Q: What are some setbacks you have faced in your life?

“When I was born, my feet were turned inward. So I had to wear braces for the first four years of my life. They told me I’d never be able to run, play sports, I’d never be able to do anything… I played basketball, I ran track, did all these things and never had any problems.” 

“I went to the army recruiting officer in Athens, I went to the armory there to talk to Sergeant Keller. Talked to him said I’d like to join; I’d like to be a frontline combat medic.” 

“But they talked to their physical guy for the military, and they told me not to show up, because they wouldn’t take me because of being born with a defect. I was really bummed out because I really wanted to do it.” 

“I’m not able to do like I used to. We had a couple of recent structure fires and the body lets me know you can’t do that job as well as you used to. I still enjoy doing the job, I still like going out and helping people and doing what I can.” 

Q: What other jobs do you work and how else are you involved in the community?

“I work for Athens County EMS full-time, I’ve been with them since 1985. I went full-time with them in 2003.” 
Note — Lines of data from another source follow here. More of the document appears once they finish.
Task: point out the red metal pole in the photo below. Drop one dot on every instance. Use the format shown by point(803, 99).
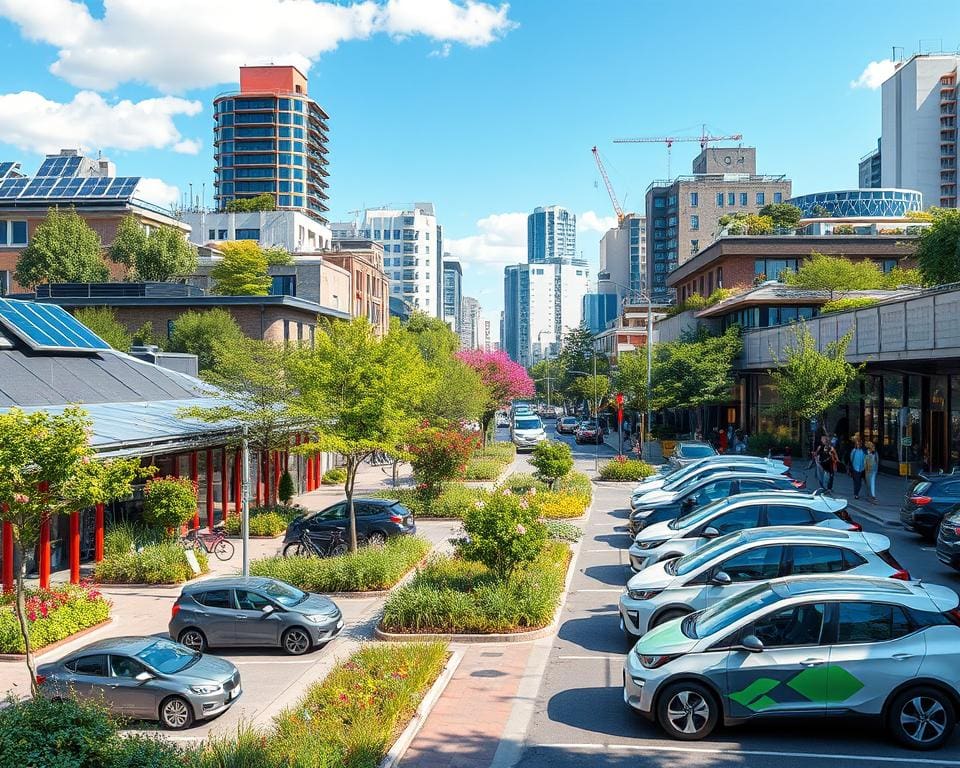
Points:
point(74, 547)
point(98, 534)
point(7, 557)
point(210, 481)
point(44, 554)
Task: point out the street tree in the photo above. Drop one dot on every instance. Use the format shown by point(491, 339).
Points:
point(48, 467)
point(503, 379)
point(695, 371)
point(361, 393)
point(938, 249)
point(243, 270)
point(809, 382)
point(103, 322)
point(63, 249)
point(199, 333)
point(162, 254)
“I help run a cub scout day camp, I’ve been involved with that for the last six years. I help run a delivery service business. Also a part-time employee for Hughes Moquin Funeral Home. Been with them since 2013.” 

“I belong to a Masonic Lodge, been involved with it for several years. I also belong to York Rite Bodies in Athens. I’m an auxiliary member for the Albany VFW post in Albany and help with it quite a bit. Just recently became bingo chairman for the VFW.”
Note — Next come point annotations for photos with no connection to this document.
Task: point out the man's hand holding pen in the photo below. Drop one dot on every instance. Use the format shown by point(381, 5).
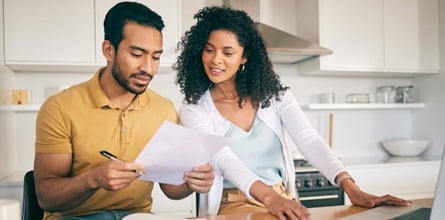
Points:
point(114, 174)
point(112, 157)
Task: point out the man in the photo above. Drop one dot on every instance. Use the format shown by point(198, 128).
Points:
point(113, 111)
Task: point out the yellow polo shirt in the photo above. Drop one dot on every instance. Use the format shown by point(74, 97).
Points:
point(81, 121)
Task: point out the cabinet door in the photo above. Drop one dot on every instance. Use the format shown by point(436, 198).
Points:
point(49, 31)
point(170, 12)
point(353, 30)
point(411, 35)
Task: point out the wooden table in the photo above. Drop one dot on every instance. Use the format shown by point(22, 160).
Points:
point(321, 213)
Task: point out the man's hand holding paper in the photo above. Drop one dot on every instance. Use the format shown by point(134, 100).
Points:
point(174, 150)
“I go to my grandkids sporting events and watch them do things and grow up. I play golf when I get the chance to. I’m involved with helping with the charity golf tournament itself.” 

Q: How did you feel when you won the national firefighter award?

“I had no idea an award like that even existed, let alone being nominated for that award. That was definitely a huge honor, and privilege to be awarded.”  

“I’ve been doing the job for a long time, I’ve never looked for any kind of recognition ever. I just do a job I love doing, I’ve been very humbled to receive that award.”

“I thought okay, I won the state, but I mean there’s a lot more people out there that probably a lot more deserving than I am, that should have won the national award.” 

“You got people in New York and California, and then Philadelphia and Chicago. I mean, all these are great big, huge cities that does probably a lot of heroic things to, that are just as deserving as I was to win the award.” 

“Somehow, they picked me to be the national award winner. I was deeply honored to win that also, and just blown away, just pretty much speechless when they told me that I won it.”